Del concepto de paz a algunos casos fácticos

Ahora bien, situados los protagonistas y puntos más importantes de los estudios de la paz, es importante señalar una de las discusiones más álgidas en el campo de la investigación para la paz, a saber, la falta de estudios empíricos al respecto. Desde este punto de vista, y una vez claros los elementos teóricos que nos permiten conceptualizar los enfoques de paz, es fundamental revisar la aplicación práctica de las llamadas paces.

Algunos escenarios concretos donde se puede visualizar la violencia directa son los conflictos armados en Burundi, Congo, Suráfrica, Guatemala, El Salvador, Angola, Indonesia, Croacia, Irlanda del Norte e India. El común denominador en estos países es la presencia de un conflicto armado interno. Y si bien comparten un tipo de violencia (directa), su manifestación es diversa según el tiempo y el lugar donde ocurrieron los hechos. Ante este primer avance de identificar la presencia de un conflicto, es necesario ahondar en el panorama. Cabe preguntarse: ¿Qué tipo de violencia se manifestó en cada contexto y cómo marcó la dirección de la sociedad hacia la paz?

Un ejemplo del ejercicio de la paz negativa se dio en Indonesia, cuyo rápido proceso de paz fue acelerado por el desastre natural del Tsunami en 2004. El cese de hostilidades se dio en términos de una reducción significativa de la violencia física directa; sin embargo, este proceso no fue acompañado de otros cambios que redujeran la violencia estructural y la desigualdad. La desmovilización no promovió la reducción de la violencia que excluía de las decisiones políticas a un sector importante de la sociedad. Todo ello es visible por la falta de garantías de participación política y la baja participación política en la provincia de Aceh tras el proceso de paz6 (Fisas, 2010b, p. 15).

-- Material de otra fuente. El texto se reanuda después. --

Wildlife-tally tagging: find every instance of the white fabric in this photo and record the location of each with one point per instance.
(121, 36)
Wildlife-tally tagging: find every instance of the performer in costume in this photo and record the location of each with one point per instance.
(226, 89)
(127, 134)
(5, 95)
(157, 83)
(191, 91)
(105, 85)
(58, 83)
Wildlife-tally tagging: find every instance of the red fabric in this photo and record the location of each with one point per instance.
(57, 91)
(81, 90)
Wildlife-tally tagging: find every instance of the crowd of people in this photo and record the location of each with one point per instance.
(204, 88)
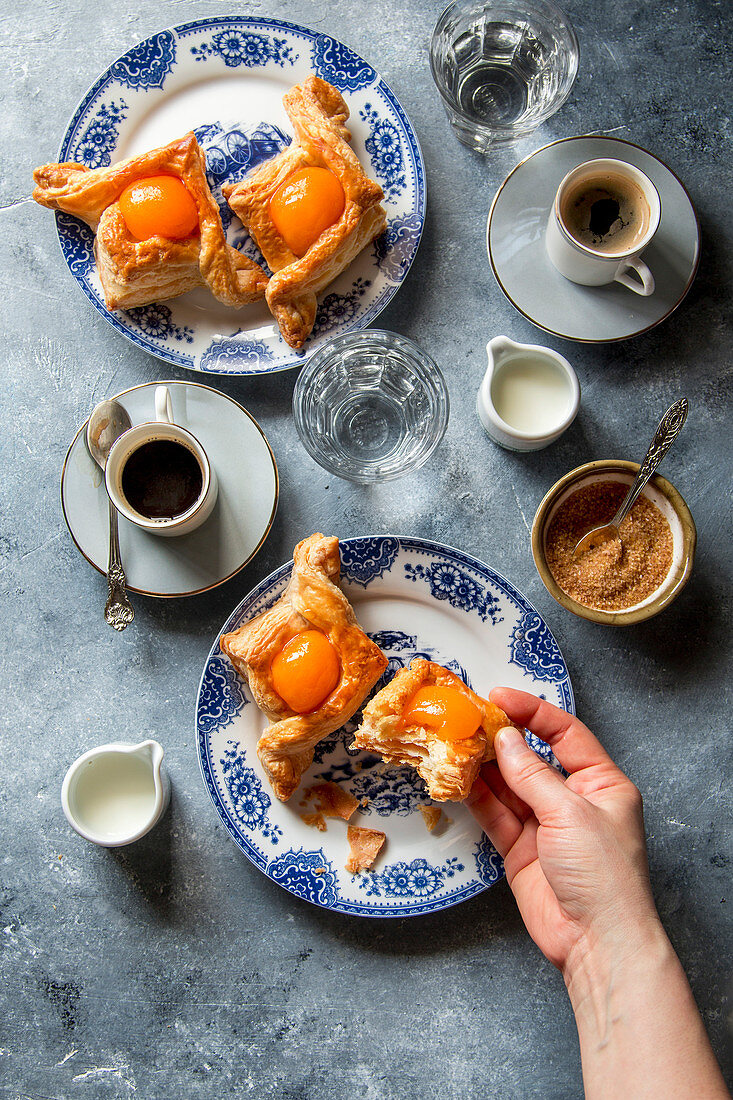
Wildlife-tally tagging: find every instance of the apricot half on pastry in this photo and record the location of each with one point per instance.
(446, 711)
(306, 671)
(159, 206)
(428, 718)
(306, 205)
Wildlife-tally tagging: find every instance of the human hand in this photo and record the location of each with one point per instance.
(573, 849)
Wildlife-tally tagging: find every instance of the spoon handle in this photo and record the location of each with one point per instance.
(118, 608)
(664, 437)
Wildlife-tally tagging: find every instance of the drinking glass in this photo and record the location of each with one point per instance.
(502, 67)
(370, 406)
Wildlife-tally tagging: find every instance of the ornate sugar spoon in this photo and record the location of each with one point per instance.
(106, 425)
(664, 437)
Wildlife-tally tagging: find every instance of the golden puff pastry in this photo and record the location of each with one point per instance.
(313, 601)
(135, 273)
(448, 767)
(318, 113)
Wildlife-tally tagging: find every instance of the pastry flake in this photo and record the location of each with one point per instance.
(313, 601)
(334, 801)
(448, 767)
(364, 846)
(318, 114)
(138, 272)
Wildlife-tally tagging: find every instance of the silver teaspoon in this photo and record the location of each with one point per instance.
(664, 437)
(106, 425)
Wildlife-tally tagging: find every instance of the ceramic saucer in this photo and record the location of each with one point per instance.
(230, 537)
(515, 240)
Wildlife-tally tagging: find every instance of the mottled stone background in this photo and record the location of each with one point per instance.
(174, 969)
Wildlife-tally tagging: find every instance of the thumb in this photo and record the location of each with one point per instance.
(527, 774)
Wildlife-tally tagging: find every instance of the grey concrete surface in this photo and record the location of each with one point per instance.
(174, 969)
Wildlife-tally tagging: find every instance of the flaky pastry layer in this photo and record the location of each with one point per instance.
(448, 768)
(313, 600)
(135, 273)
(318, 113)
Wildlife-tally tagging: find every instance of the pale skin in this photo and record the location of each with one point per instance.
(576, 861)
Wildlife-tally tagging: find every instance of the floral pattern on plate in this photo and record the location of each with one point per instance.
(135, 95)
(387, 578)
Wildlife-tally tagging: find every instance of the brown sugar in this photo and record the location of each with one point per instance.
(609, 578)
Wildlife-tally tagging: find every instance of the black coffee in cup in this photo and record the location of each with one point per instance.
(606, 212)
(162, 479)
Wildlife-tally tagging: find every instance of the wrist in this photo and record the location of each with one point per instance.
(605, 958)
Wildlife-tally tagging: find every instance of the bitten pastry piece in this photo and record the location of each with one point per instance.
(308, 224)
(139, 267)
(364, 846)
(427, 717)
(307, 661)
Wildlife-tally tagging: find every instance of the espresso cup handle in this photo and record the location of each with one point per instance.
(163, 407)
(644, 287)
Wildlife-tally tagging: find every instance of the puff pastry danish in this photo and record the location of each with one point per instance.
(313, 603)
(138, 272)
(448, 766)
(318, 113)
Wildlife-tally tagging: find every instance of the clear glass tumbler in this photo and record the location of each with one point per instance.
(370, 406)
(502, 67)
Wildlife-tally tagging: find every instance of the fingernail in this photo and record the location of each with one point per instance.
(511, 741)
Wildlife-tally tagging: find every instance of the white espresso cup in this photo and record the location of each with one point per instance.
(159, 476)
(604, 215)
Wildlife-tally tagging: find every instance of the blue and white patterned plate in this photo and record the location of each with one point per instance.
(225, 78)
(413, 597)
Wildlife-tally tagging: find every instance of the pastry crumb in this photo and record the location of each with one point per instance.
(332, 801)
(364, 846)
(430, 816)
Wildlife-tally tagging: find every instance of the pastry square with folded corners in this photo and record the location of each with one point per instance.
(318, 113)
(307, 644)
(448, 767)
(138, 272)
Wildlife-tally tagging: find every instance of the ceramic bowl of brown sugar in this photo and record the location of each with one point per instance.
(613, 584)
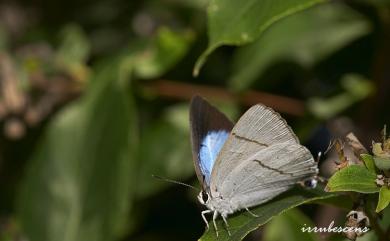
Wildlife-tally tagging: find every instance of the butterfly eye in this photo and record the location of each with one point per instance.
(205, 197)
(310, 183)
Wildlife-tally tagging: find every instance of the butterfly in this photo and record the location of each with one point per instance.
(243, 165)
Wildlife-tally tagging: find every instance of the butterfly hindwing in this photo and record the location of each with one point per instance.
(259, 158)
(209, 131)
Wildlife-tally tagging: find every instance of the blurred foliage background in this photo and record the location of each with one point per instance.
(94, 101)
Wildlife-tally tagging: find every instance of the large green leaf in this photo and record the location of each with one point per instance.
(78, 183)
(164, 151)
(355, 178)
(242, 223)
(384, 198)
(306, 37)
(356, 89)
(292, 222)
(232, 22)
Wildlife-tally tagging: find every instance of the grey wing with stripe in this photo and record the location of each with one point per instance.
(259, 128)
(268, 173)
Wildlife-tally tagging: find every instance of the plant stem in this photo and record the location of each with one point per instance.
(382, 236)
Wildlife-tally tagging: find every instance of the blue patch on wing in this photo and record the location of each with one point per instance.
(209, 148)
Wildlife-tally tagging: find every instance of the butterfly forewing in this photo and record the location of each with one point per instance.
(209, 131)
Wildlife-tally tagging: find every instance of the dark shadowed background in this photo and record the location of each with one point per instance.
(94, 100)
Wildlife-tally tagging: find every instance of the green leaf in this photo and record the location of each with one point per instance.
(164, 51)
(384, 199)
(164, 151)
(356, 88)
(368, 162)
(355, 178)
(242, 223)
(233, 22)
(78, 183)
(382, 163)
(300, 38)
(292, 222)
(73, 52)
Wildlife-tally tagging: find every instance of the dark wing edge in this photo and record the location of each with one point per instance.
(204, 118)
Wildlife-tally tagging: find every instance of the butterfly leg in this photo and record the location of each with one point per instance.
(204, 217)
(251, 213)
(227, 225)
(215, 224)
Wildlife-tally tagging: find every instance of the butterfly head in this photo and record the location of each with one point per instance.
(204, 197)
(310, 183)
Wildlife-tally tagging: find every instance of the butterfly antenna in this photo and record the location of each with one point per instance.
(331, 144)
(319, 155)
(176, 182)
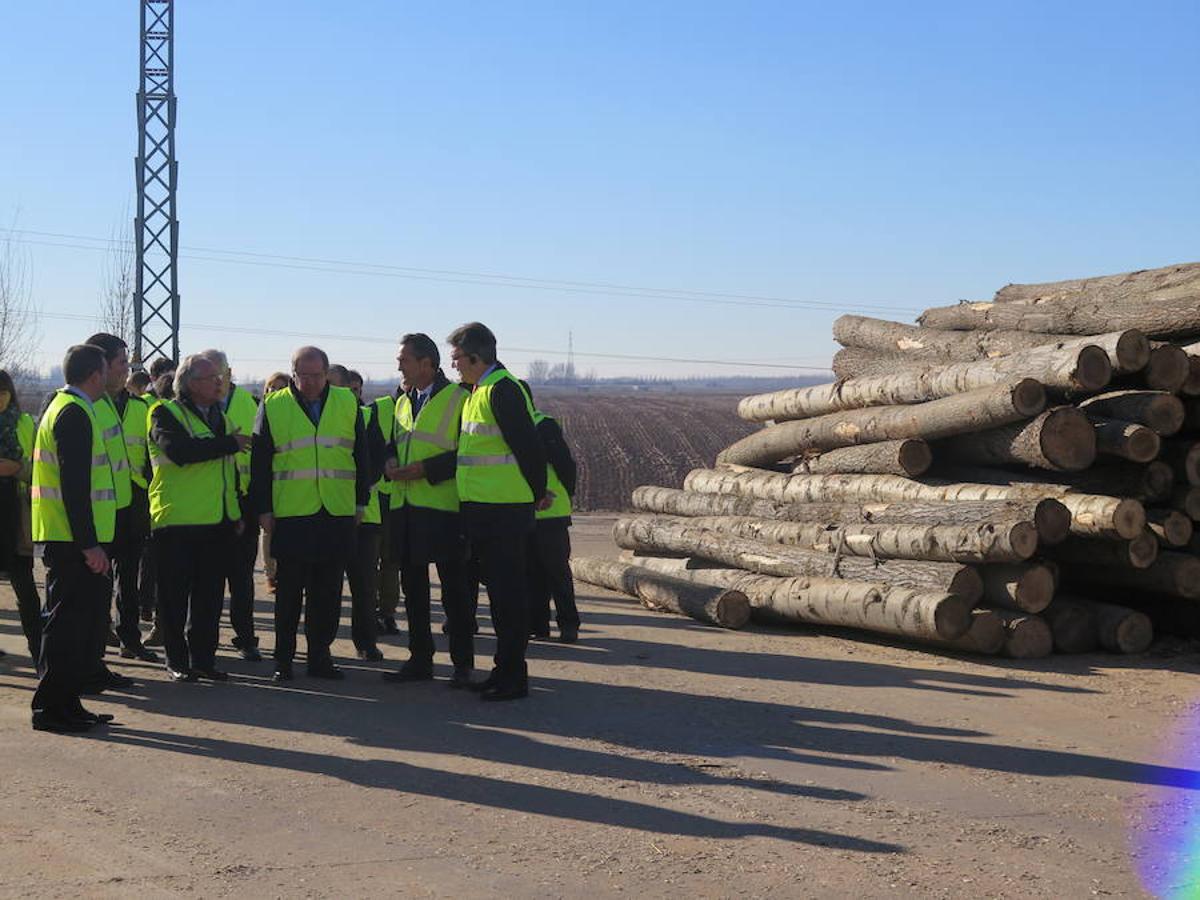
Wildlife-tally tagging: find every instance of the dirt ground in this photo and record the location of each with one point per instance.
(657, 757)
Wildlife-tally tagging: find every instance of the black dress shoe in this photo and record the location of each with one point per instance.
(505, 690)
(461, 679)
(180, 675)
(60, 723)
(141, 653)
(409, 672)
(328, 671)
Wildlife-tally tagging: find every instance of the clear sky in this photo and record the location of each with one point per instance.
(857, 156)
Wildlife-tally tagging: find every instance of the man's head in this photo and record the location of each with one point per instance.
(472, 351)
(118, 358)
(221, 363)
(85, 367)
(198, 379)
(418, 361)
(161, 366)
(310, 371)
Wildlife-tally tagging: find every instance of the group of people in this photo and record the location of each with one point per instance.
(161, 483)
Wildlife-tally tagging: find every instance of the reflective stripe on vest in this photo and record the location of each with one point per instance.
(487, 469)
(197, 492)
(433, 432)
(313, 465)
(561, 508)
(113, 436)
(49, 514)
(243, 411)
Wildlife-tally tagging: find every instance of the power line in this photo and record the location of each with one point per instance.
(238, 257)
(367, 339)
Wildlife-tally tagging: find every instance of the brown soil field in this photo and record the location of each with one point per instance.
(622, 441)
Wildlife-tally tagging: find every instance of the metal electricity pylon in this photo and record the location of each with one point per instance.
(156, 227)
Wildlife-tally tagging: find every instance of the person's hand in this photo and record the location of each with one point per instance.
(96, 559)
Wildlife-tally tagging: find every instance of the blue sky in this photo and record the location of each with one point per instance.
(859, 156)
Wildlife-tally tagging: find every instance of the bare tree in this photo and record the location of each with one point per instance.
(18, 316)
(117, 292)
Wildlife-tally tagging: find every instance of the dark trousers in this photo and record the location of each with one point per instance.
(76, 609)
(190, 580)
(29, 604)
(132, 529)
(389, 573)
(240, 576)
(315, 587)
(414, 579)
(502, 563)
(550, 576)
(363, 574)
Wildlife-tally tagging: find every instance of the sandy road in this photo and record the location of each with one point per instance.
(655, 757)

En cambio, en procesos más demorados como Guatemala, El Salvador, Irlanda del Norte y Burundi, influyeron factores como presión externa (Grupo Contadora, presión por crisis humanitaria), motivaciones económicas y, concretamente en Guatemala y Suráfrica, tendía a darse una mayor participación social lo cual direccionó a un tipo de paz positiva en tanto no se buscaba acabar con la violencia sino con causas estructurales que impedían la participación efectiva o propiciaban la exclusión (Fisas, 2010a, p. 62).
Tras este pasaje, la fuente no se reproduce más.